How to fix this issue? What could be the root cause? Maybe changing consumer properties or partition setup could help to get rid of such issue.

we use the following implementation for creating Kafka Streams:

StreamsBuilder builder = new StreamsBuilder();
KStream<String, String> stream = builder.<String, String>stream(topicName);
stream.foreach((key, value) -> processMessage(key, value));
Topology topology = builder.build();
StreamsConfig streamsConfig = new StreamsConfig(consumerSettings);
new KafkaStreams(streamsTopology, streamsConfig);

our Kafka consumer settings:

bootstrap.servers: xxx1:9092,xxx2:9092,...,xxx5:9092
application.id: app
state.dir: /tmp/kafka-streams/xxx
commit.interval.ms: 5000       # also I tried default value 30000
key.serde: org.apache.kafka.common.serialization.Serdes$StringSerde
value.serde: org.apache.kafka.common.serialization.Serdes$StringSerde
timestamp.extractor: org.apache.kafka.streams.processor.WallclockTimestampExtractor

kafka broker version: kafka_2.11-0.11.0.2. error occur on both versions of Kafka Streams: 1.0.1 and 1.1.0.

回答1:

Looks like you have issue with Kafka cluster and Kafka consumer is get timed out while trying to commit offsets.
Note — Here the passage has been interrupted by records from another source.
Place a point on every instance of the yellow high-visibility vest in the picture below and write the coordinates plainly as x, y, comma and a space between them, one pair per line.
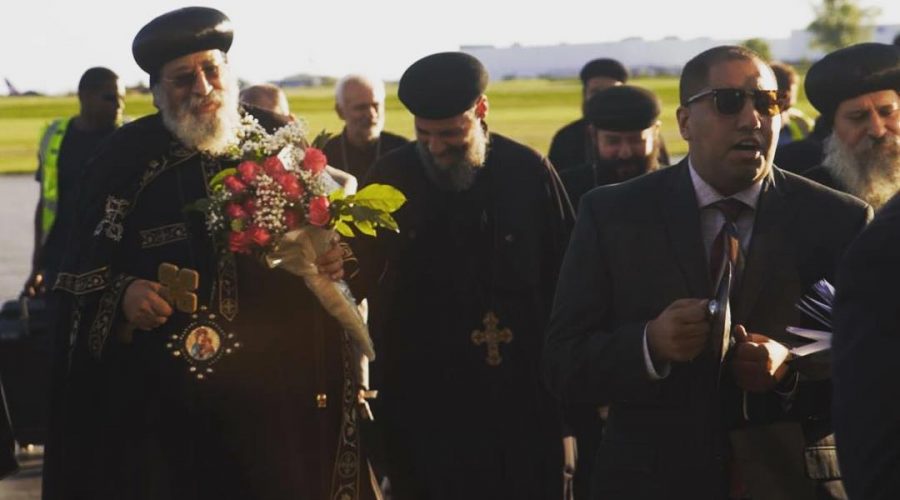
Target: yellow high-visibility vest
48, 162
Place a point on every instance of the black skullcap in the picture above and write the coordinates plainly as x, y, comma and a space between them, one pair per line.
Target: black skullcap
609, 68
442, 85
623, 108
851, 72
179, 33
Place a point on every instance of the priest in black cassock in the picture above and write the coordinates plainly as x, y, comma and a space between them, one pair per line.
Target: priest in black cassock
857, 90
572, 145
359, 102
624, 123
460, 296
254, 395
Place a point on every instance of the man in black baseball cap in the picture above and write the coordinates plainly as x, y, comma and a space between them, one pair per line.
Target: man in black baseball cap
460, 296
571, 145
624, 123
856, 90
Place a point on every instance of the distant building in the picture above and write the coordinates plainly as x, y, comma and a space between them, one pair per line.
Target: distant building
666, 56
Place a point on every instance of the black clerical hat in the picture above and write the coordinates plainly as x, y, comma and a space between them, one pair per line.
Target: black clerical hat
623, 108
609, 68
179, 33
851, 72
442, 85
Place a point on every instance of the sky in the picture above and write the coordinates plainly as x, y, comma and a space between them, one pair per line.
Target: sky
45, 45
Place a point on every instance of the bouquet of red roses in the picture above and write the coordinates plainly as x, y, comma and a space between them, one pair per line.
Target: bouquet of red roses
283, 203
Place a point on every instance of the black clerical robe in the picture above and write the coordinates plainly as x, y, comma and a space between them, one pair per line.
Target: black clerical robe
273, 416
463, 410
357, 161
571, 146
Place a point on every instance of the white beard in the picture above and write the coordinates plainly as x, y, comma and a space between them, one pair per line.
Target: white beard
870, 171
211, 134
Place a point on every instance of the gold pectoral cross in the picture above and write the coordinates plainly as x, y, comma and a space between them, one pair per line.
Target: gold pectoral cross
178, 287
492, 336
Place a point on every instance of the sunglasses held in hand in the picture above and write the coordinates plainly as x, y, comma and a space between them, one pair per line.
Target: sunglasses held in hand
731, 101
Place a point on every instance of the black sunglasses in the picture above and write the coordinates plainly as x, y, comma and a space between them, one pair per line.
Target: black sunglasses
186, 80
731, 101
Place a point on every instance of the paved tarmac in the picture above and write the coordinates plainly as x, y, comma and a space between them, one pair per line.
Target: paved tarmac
18, 196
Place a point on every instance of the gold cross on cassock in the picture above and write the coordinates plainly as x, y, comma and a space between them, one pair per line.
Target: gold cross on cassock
178, 287
492, 336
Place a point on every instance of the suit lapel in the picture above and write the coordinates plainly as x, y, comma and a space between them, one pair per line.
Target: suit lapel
682, 216
773, 216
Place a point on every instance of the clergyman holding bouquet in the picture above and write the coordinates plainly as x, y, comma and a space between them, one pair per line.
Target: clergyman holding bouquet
190, 219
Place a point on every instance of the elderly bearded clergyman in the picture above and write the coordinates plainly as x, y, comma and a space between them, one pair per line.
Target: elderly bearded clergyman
276, 419
856, 90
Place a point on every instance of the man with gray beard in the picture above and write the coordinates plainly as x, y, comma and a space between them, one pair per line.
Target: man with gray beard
268, 405
460, 296
856, 90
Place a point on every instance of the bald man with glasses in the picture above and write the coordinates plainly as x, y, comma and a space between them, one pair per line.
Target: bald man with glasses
698, 409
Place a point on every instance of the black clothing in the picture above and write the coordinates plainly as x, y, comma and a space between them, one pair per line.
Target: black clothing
865, 345
458, 425
351, 159
799, 156
636, 248
138, 423
76, 148
823, 176
571, 146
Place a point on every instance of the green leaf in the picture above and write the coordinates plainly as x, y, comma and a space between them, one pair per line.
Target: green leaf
388, 222
220, 177
365, 227
379, 197
321, 139
336, 195
341, 227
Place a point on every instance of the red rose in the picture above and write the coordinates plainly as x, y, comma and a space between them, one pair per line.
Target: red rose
249, 170
291, 219
233, 184
236, 211
260, 236
314, 160
273, 166
250, 207
318, 211
290, 185
239, 241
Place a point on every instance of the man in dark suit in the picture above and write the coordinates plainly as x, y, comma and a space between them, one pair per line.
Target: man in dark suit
629, 326
866, 339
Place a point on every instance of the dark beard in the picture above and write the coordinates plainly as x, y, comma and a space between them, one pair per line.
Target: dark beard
464, 167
You can try to increase connection related configs for Kafka consumer

  1. request.timeout.ms (by default 305000ms)

The configuration controls the maximum amount of time the client will wait for the response of a request

  1. connections.max.idle.ms (by default 540000ms)

Close idle connections after the number of milliseconds specified by this config.